Now the Woke posse is trying to hogtie a student survey that attempts to quantify how free is speech at Wisconsin’s public universities. The interim chancellor at UW-Whitewater resigned rather than have his campus exposed as a cynosure of Leftist groupthink. Student government leaders like the anti-police regime at UW-Madison also want the survey … canceled.
The question arises, what are they afraid of? (Answer: Exposure!) In January 2021, the UW’s Thompson Center found that “undergraduate students at the University of Wisconsin’s flagship campus … appear to be fairly hostile to First Amendment principles.” Why? Because “an overwhelming majority of them [75%] identified as politically liberal.”
Sure enough, the Menard Center at UW-Stout was seeded by a donation from Charles Koch. Because conservatives hate free speech, doncha know! The survey’s lead professor tells the Wisconsin State Journal “It might help people to understand the center for me to say I’m a liberal professor being funded by a conservative donor to run a nonpartisan center.” Sorry, professor. Our guess is that it won’t help.
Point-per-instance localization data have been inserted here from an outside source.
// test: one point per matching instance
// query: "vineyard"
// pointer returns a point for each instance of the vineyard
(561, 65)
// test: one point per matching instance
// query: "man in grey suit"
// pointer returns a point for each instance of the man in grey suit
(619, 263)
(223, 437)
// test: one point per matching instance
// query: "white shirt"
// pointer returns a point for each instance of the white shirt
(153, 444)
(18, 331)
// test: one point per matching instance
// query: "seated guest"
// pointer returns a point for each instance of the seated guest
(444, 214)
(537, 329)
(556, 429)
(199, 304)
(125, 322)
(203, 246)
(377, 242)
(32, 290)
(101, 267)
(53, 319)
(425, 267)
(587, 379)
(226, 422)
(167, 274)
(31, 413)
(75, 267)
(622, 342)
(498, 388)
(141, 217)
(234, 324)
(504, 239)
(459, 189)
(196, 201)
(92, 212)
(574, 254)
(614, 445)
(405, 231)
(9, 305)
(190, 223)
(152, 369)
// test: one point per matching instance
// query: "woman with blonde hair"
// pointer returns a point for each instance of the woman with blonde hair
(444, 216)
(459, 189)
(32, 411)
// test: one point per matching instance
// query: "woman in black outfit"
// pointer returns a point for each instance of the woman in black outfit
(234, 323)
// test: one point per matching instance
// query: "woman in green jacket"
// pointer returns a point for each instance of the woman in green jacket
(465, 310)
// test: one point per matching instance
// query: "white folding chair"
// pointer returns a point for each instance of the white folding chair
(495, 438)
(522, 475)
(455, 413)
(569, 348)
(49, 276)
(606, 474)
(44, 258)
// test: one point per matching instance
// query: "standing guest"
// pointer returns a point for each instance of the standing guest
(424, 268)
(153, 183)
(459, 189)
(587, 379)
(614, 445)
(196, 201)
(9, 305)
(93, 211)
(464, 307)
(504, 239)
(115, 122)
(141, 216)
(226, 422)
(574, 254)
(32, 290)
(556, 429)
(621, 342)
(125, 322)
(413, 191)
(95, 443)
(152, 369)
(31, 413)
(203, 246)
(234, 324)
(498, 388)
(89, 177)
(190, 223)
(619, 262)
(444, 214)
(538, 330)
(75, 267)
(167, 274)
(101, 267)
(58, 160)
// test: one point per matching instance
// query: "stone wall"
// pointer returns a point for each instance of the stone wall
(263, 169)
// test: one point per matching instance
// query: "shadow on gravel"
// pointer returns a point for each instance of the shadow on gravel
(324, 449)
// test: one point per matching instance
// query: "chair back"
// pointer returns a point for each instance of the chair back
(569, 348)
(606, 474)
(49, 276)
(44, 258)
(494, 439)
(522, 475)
We understand push polling, which telegraphs the answer by the shaping of the question. We ask our platinum subscribers to tell the Werkes if the survey’s questions are biased:
• When thinking about an issue, I consider as many different views and opinions as possible.
• It is easier for me to tune in to viewpoints I agree with than to viewpoints I don’t agree with.
• I reconsider my opinions when presented with new evidence.
• If a required reading assignment … includes content that some students believe is harmful to a particular identity group, should the professor drop the reading/assignment as a requirement?
• Student groups often invite speakers to campus to express their views on a range of topics. If some students perceive a speaker’s message as offensive or biased against certain groups of people, do you think university administrators should disinvite the speaker?
Bottom Line to Prof. Charles Franklin, who runs the esteemed Marquette Law School poll: “Simply raising the issue offends some.”